Newspaper staffs feel obliged to write something catchy during holiday seasons. To be "catchy" usually means to be either a novelty or at least a little bit outrageous.
When it comes to Christmas, there isn't much that it really new. So journalists try to get readers' attention with articles featuring a hint of scandal. In an era when few people actually read the Bible, an easy way to scandalize the public is to proclaim that "not all of the Gospels even tell us about Christmas!"
Of course, this is no news to actual Bible readers, who know that John's Gospel starts with the Creation of the world, and Mark's begins with Jesus' baptism by John the Baptist. Matthew and Luke tell about how Jesus' birth came to pass. And we of course remember that Matthew and Luke provide different overlapping details of the events. The Gospel writers are not redundantly repeating each other. They complement each other to give us a 360 degree portrait of Jesus.
Inevitably _ mark my words! _ you will also see an article somewhere this month which claims it was not actually on Dec. 25 that Jesus was born. This will be uttered with amazement, in tones announcing that we at last know who really shot JFK _ and it turns out that it was the same person who also assassinated both John Lennon and Elvis Presley (while the rest of us didn't even catch that Elvis was, as the saying goes, "done in")!
When you see some writer asserting that Jesus was not necessarily born on Dec. 25, the proper response is: "Well, nobody ever thought he was!"
On what date was Jesus actually born? Nobody _ except for God Himself and the Virgin Mary _ actually knows. It was not clearly recorded in any of the Gospels. There are various theories. Many are interesting. None of them are certain.
What is certain is that Dec. 25 has been the date appointed to celebrate the Nativity since very early centuries of the Church.
Why on that date? Again, some popular journalists will assert (or at least suggest) that Dec. 25 was a pagan winter holiday taken over by the church. It is true that almost every ancient culture marked the winter solstice, the darkest day of the year. But that was usually on Dec. 21 _ and ancient people were not so bad at arithmetic that they would miss the time by four whole days. No pagan holiday fell on the 25th.

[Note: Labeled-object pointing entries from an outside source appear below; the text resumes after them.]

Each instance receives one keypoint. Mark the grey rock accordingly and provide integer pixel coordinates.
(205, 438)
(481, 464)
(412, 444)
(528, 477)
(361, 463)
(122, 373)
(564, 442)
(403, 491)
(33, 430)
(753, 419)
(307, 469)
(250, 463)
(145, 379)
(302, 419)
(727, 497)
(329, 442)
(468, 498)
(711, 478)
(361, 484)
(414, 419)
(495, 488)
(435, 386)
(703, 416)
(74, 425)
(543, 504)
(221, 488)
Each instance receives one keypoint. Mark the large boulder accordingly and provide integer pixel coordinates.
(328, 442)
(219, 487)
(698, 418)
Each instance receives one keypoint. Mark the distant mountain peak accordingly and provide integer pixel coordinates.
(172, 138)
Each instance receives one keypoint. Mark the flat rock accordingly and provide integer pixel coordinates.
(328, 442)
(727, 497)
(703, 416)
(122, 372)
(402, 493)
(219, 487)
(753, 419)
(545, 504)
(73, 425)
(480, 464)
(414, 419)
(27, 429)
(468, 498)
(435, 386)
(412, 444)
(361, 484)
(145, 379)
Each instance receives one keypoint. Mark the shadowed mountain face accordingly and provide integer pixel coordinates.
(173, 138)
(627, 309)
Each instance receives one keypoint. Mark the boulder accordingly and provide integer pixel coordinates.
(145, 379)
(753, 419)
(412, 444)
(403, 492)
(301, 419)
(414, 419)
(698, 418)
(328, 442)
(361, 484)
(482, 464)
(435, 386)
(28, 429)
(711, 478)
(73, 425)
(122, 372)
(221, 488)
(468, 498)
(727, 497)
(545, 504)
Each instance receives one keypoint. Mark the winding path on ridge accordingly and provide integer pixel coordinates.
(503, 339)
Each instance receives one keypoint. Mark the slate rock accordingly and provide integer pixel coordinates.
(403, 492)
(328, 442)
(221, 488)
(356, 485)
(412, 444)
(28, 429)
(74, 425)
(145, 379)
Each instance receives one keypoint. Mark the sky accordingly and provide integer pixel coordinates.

On the other hand, there was (and still is) a Christian holy day exactly 9 months before Dec. 25: the Feast of the Annunciation, which commemorates the angel Gabriel's visit to the Virgin Mary. Presumably that event marked the conception of Jesus, who then arrived precisely on time for his birth nine months later to the day. If only we were all that prompt and punctual!
If Christ's birth is celebrated nine months after his conception is celebrated, then the logical question is: Why is his conception celebrated on March 25?
That date is mysterious. It is already an established tradition in our earliest records. It is likely that it is symbolic. March 25 appears to have been one date on which the Passover was celebrated by the earliest Christians after they were expelled from the synagogues. Christians were celebrating Jesus' sacrificial death for us. It is possible that they thought of his whole life on earth as part of that sacrifice. If so, then it was natural to think that his life begins with his conception. As St. Luke tells us, even while in Mary's womb, Jesus was recognized as Lord by John the Baptist _ who was himself still in the womb of Mary's kinswoman Elizabeth.
Obviously Jesus was born on some specific day. But the time we celebrate it carries more than just trivial information; it carries a message. The message ties together Jesus' birth and the reason for which he was born: to offer himself as a unique and perfect sacrifice for the sins of the whole world.
It is important that we remember that "Jesus is the reason for season." It is also important to remember that the reason for Jesus was what is contained in the very meaning of his name, which means "The Lord Saves." Christ is born of Mary, born in Bethlehem, and his birth is good news for all who receive him. Winter, spring, summer or fall, "unto us this day is born for us in the City of David a Savior, Christ the Lord." (Luke 2:11.)
The Rev. Kenneth Hunter is pastor at St. James' Episcopal Church in Oneonta.